Corporate reform is working for the billionaires

What you won't hear at a corporate education reform policy seminar

American families are becoming increasingly polarized along race, class and educational lines, according to a new report released Wednesday, a sign of growing economic inequality that was exacerbated by the Great Recession.

The report, “Divergent Paths of American Families,” found a widening gap in recent years between families that are white, educated or economically secure and minority families, those headed by someone with a high school degree or less, and poor families.

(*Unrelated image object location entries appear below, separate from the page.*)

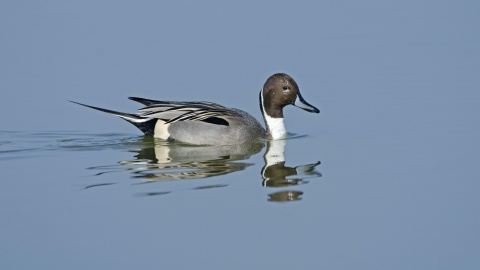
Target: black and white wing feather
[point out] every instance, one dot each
(172, 111)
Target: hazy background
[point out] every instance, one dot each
(397, 85)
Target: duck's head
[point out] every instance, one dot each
(279, 91)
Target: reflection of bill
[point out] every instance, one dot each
(276, 174)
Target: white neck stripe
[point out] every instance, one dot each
(274, 125)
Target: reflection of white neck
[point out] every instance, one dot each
(275, 152)
(274, 125)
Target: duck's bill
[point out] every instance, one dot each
(302, 104)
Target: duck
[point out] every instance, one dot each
(208, 123)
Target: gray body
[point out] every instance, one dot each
(242, 128)
(209, 123)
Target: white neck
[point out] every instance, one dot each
(274, 125)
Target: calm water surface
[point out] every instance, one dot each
(385, 177)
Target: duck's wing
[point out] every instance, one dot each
(173, 111)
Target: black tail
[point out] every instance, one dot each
(146, 125)
(144, 101)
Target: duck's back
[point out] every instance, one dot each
(238, 129)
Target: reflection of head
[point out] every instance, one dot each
(276, 174)
(285, 196)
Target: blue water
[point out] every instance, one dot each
(385, 177)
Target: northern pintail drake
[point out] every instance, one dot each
(213, 124)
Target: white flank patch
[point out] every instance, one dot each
(133, 119)
(162, 153)
(275, 125)
(161, 130)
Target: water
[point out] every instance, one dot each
(385, 177)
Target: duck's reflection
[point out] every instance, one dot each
(174, 161)
(160, 161)
(276, 174)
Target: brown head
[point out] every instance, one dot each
(279, 91)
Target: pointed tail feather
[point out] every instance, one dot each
(146, 125)
(144, 101)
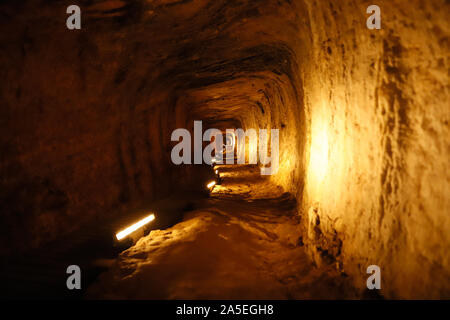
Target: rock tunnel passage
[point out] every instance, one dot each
(242, 243)
(86, 118)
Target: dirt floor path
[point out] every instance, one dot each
(241, 243)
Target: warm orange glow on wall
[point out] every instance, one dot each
(318, 160)
(122, 234)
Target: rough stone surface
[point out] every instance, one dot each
(86, 117)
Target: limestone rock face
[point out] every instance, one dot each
(86, 118)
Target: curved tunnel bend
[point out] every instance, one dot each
(362, 116)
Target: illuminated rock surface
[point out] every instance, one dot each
(86, 118)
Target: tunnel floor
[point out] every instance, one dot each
(241, 243)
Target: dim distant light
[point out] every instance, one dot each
(122, 234)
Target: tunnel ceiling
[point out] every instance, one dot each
(87, 115)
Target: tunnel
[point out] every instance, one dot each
(361, 120)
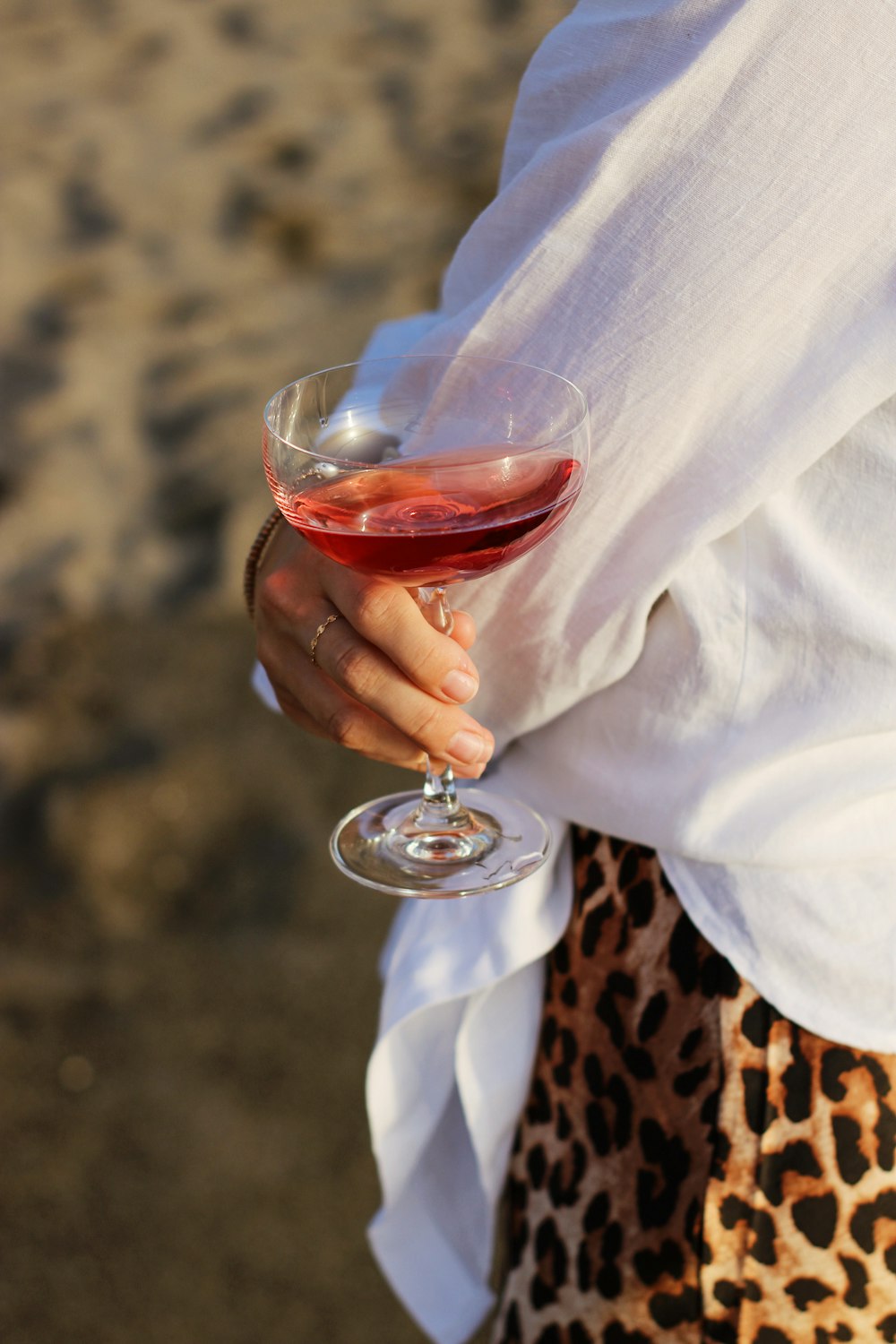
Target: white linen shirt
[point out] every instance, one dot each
(696, 223)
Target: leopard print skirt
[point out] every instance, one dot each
(691, 1167)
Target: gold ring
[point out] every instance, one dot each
(320, 629)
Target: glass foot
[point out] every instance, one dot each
(490, 843)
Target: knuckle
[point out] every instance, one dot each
(375, 605)
(355, 668)
(343, 726)
(429, 726)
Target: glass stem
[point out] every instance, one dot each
(440, 803)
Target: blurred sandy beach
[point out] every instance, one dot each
(201, 201)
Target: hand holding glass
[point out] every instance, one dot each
(426, 470)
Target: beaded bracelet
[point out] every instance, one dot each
(254, 558)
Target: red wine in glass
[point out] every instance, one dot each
(443, 521)
(424, 470)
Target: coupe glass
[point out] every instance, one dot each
(427, 470)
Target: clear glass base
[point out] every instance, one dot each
(394, 844)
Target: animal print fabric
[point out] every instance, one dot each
(691, 1167)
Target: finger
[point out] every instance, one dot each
(312, 699)
(368, 676)
(363, 731)
(387, 617)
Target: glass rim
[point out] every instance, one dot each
(435, 358)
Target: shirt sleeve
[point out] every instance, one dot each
(694, 225)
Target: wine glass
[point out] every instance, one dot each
(427, 470)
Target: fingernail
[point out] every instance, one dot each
(469, 747)
(460, 685)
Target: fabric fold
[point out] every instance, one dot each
(447, 1081)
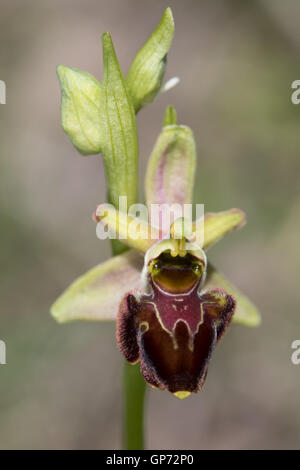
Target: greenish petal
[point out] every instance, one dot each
(171, 167)
(132, 231)
(80, 105)
(246, 313)
(170, 117)
(146, 72)
(118, 127)
(97, 294)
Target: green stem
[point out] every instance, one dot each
(134, 388)
(134, 398)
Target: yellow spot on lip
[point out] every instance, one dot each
(182, 394)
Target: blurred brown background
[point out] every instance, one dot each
(61, 387)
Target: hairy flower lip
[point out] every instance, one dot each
(173, 334)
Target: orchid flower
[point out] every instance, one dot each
(171, 307)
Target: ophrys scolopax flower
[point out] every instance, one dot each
(171, 306)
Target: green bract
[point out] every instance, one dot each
(118, 129)
(146, 72)
(80, 107)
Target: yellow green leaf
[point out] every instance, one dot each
(97, 294)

The concern, report authors say, is not that American families are becoming diverse. Advances in civil rights and women’s economic independence have opened up individual choice and transformed the American family in the past 50 years. The concern, they wrote, is that the divisions fall along race, class and educational lines and that they are accelerating.

“I was struck by how strong the divide has become in terms of education,” said report author Zhenchao Qian, a sociologist at Ohio State University. “The gap between the haves and the have-nots, and the children who excel and who lag behind, grew larger than ever in the 2000s.”

You won't hear it because the corporate reform movement is financially propped up by billionaire's and hedge fund managers, and they are making out quite nicely, thank you

The gulf between the richest 1 percent and the rest of America is the widest it’s been since the Roaring ’20s.

The very wealthiest Americans earned more than 19 percent of the country’s household income last year — their biggest share since 1928, the year before the stock-market crash. And the top 10 percent captured a record 48.2 percent of total earnings last year.

U.S. income inequality has been growing for almost three decades. And it grew again last year, according to an analysis of Internal Revenue Service figures dating to 1913 by economists at the University of California, Berkeley, the Paris School of Economics and Oxford University.

In 2012, the incomes of the top 1 percent rose nearly 20 percent compared with a 1 percent increase for the remaining 99 percent.

Now, back to sorting and ranking teachers.